All posts
·8 min read

How to Scrape LLM API Costs into Grafana Using Prometheus

LLMeter exposes a native Prometheus endpoint at /api/v1/metrics. This guide shows you the full setup: scrape config, PromQL queries, Grafana panel JSON, and alerting rules — copy-paste ready.

Why your LLM bill is missing from your observability stack

Your Grafana dashboards show CPU, memory, latency, and error rates — but not how much you spent on GPT-4o this week. LLM API costs live in a separate provider dashboard that never gets scraped, never triggers alerts, and never appears in your incident retrospectives.

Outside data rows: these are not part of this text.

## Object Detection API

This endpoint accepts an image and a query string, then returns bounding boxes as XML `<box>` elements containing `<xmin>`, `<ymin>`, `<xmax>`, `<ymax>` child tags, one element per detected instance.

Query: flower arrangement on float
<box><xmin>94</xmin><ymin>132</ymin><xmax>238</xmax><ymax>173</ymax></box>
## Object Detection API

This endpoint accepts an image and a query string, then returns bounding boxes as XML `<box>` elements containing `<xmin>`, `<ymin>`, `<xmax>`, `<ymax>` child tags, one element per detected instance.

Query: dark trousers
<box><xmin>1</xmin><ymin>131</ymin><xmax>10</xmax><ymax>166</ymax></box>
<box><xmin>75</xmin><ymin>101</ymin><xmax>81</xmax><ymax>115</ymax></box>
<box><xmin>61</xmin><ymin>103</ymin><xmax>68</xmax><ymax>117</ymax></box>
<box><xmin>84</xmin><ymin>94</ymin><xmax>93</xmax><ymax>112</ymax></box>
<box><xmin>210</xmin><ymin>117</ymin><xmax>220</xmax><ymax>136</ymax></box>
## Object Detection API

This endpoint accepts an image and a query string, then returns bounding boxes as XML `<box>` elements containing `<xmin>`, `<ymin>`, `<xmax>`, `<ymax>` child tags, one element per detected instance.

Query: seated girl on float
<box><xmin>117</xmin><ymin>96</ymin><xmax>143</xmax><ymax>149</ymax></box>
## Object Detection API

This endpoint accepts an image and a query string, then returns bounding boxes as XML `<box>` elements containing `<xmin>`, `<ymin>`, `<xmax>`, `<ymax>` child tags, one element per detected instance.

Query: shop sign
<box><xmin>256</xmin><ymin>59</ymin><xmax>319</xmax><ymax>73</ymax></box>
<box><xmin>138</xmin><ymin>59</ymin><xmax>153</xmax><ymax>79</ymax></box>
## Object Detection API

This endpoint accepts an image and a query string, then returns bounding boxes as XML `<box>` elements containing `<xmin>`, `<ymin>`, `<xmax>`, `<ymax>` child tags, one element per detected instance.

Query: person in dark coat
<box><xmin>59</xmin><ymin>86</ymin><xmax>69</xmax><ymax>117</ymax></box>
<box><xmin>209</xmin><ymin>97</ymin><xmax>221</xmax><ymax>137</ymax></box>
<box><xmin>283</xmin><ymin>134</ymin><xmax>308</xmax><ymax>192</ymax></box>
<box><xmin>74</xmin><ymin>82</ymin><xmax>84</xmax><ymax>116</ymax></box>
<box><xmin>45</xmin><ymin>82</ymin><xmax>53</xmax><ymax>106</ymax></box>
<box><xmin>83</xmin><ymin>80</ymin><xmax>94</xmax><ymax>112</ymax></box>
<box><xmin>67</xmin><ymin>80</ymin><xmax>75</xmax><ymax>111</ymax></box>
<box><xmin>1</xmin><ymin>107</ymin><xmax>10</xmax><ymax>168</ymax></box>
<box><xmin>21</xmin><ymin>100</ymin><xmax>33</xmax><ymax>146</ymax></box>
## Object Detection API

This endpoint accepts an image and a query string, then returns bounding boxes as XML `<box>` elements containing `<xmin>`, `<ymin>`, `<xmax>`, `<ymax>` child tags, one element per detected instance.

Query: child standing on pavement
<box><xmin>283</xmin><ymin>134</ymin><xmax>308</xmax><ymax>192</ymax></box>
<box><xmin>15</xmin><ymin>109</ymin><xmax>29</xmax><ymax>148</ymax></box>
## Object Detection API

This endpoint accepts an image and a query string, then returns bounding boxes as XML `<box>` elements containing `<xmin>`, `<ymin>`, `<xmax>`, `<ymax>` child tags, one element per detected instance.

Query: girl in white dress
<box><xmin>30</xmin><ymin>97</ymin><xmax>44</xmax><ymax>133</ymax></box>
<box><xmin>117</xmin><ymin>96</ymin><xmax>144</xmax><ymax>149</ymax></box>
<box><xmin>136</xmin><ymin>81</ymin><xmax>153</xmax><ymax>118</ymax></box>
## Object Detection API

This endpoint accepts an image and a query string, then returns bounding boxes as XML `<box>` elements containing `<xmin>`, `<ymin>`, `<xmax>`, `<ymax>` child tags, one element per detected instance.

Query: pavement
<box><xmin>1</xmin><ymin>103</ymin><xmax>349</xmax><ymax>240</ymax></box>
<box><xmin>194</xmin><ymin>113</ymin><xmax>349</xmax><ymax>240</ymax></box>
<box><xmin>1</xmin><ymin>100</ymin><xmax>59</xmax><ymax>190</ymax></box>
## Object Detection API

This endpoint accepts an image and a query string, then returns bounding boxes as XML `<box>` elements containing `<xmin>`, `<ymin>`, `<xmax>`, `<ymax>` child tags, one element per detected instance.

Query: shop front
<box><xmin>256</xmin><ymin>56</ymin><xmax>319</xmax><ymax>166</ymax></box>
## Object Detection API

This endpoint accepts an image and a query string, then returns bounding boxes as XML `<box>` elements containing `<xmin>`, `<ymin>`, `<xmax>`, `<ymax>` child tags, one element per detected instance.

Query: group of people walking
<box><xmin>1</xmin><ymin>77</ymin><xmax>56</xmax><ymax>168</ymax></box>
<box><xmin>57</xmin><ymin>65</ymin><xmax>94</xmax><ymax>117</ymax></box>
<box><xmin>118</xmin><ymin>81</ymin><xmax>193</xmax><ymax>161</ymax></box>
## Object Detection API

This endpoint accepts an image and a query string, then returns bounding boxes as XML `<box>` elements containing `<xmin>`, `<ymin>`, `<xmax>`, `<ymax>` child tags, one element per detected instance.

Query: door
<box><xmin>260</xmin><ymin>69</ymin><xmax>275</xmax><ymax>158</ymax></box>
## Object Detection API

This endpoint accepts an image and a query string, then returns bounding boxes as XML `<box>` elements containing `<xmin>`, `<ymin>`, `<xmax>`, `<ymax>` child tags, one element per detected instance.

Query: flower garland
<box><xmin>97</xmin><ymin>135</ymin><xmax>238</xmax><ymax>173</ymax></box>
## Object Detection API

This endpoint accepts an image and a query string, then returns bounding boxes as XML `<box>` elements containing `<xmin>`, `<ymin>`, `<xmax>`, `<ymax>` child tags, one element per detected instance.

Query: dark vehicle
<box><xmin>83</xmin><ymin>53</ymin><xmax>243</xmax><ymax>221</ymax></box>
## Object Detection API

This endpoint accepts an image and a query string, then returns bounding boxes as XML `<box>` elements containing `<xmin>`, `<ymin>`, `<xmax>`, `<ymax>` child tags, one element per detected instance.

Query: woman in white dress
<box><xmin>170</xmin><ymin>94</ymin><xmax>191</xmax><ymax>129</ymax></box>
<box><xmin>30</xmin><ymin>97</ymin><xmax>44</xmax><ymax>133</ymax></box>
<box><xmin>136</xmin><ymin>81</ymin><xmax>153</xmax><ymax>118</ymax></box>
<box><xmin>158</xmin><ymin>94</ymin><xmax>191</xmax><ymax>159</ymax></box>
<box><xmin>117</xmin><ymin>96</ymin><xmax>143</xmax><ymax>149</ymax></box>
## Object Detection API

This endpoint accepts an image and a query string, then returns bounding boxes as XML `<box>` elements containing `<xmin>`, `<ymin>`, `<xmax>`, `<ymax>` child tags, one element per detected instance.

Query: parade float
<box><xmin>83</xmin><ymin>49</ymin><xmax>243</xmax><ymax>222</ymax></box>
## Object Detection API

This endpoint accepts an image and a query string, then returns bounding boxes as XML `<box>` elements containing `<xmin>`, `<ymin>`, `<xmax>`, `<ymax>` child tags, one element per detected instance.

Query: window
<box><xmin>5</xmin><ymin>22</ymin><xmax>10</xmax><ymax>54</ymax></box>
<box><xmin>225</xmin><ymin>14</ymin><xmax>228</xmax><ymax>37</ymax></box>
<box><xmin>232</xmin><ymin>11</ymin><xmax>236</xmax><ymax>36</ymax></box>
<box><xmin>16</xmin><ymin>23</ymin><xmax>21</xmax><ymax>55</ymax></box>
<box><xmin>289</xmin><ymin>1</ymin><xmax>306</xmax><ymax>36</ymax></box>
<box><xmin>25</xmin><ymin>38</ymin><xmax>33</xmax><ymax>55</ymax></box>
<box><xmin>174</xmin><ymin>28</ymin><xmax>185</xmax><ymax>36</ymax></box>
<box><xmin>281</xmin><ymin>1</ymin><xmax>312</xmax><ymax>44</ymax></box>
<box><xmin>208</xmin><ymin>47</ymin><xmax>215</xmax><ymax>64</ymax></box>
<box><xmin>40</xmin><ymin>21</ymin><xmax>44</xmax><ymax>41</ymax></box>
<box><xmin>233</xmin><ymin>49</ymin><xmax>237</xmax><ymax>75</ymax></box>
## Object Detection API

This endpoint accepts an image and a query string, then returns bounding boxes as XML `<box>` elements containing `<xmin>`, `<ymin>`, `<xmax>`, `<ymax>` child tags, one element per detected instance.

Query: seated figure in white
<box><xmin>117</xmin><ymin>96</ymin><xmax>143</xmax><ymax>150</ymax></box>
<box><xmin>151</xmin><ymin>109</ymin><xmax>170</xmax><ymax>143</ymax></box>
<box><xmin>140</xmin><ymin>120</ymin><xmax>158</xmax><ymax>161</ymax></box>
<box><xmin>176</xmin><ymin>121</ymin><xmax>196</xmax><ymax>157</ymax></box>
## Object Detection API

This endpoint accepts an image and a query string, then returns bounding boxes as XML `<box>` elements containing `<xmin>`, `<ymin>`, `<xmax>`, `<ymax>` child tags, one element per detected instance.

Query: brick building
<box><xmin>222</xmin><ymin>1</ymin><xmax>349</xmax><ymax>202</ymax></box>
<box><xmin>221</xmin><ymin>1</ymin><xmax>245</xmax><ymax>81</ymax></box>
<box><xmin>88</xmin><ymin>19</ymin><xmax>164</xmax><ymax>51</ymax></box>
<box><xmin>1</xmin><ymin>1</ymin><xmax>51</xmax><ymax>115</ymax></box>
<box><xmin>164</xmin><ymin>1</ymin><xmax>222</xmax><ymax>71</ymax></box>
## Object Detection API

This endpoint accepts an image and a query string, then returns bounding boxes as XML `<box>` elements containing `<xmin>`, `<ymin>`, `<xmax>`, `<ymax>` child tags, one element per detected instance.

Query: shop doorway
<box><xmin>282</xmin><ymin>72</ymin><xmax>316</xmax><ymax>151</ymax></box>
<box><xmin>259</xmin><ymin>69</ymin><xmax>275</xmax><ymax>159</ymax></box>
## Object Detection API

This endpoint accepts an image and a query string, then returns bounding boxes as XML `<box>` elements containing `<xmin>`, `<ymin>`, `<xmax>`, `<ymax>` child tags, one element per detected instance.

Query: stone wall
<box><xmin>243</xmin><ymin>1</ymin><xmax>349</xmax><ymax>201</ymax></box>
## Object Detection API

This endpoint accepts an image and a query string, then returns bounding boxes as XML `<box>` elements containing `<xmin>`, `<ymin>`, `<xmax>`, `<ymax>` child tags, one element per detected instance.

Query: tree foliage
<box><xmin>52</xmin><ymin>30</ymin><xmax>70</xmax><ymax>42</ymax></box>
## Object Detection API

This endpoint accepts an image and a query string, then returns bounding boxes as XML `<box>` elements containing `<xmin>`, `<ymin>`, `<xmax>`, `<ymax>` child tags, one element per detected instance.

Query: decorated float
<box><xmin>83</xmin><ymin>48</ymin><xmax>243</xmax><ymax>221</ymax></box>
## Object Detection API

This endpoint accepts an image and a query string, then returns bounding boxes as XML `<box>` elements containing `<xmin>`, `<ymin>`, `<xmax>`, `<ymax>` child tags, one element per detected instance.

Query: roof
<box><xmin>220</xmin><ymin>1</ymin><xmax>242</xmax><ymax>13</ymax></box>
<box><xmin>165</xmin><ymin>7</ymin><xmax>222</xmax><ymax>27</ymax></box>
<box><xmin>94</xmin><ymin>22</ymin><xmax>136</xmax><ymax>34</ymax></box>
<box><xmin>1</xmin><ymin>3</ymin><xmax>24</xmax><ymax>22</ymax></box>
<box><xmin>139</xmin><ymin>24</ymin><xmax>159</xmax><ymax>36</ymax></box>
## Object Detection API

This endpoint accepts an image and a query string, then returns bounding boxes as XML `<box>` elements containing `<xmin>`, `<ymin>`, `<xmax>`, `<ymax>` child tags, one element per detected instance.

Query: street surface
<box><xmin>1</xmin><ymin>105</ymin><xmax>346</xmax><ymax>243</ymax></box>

For teams that already run Prometheus + Grafana, adding a new tool just for LLM costs means another dashboard to check, another login to share, and another system to maintain. The better path: expose LLM cost data as Prometheus metrics and let your existing observability stack handle it.

LLMeter ships a native Prometheus endpoint at GET /api/v1/metrics. This post shows you how to wire it up — from scrape config to PromQL to a Grafana panel — in about 15 minutes.

What the endpoint returns

The /api/v1/metrics endpoint outputs standard Prometheus text format. Four metric families are exposed, each labeled by provider and model:

MetricTypeDescription
llmeter_cost_usdgaugeSpend in USD per provider/model
llmeter_requests_totalcounterTotal API calls per provider/model
llmeter_input_tokens_totalcounterInput tokens consumed per provider/model
llmeter_output_tokens_totalcounterOutput tokens generated per provider/model

A typical response looks like this:

# HELP llmeter_cost_usd LLM API cost in USD
# TYPE llmeter_cost_usd gauge
llmeter_cost_usd{provider="openai",model="gpt-4o"} 12.47
llmeter_cost_usd{provider="openai",model="gpt-4o-mini"} 1.83
llmeter_cost_usd{provider="anthropic",model="claude-3-5-sonnet"} 8.92

# HELP llmeter_requests_total Total number of LLM API requests
# TYPE llmeter_requests_total counter
llmeter_requests_total{provider="openai",model="gpt-4o"} 1240
llmeter_requests_total{provider="anthropic",model="claude-3-5-sonnet"} 843

# HELP llmeter_input_tokens_total Total input tokens consumed
# TYPE llmeter_input_tokens_total counter
llmeter_input_tokens_total{provider="openai",model="gpt-4o"} 3421800
llmeter_input_tokens_total{provider="anthropic",model="claude-3-5-sonnet"} 2187400

Auth uses Bearer token — the same API key you generate in your LLMeter dashboard under Settings → API Keys. Optional from and to query parameters (ISO 8601) let you scope the aggregation window.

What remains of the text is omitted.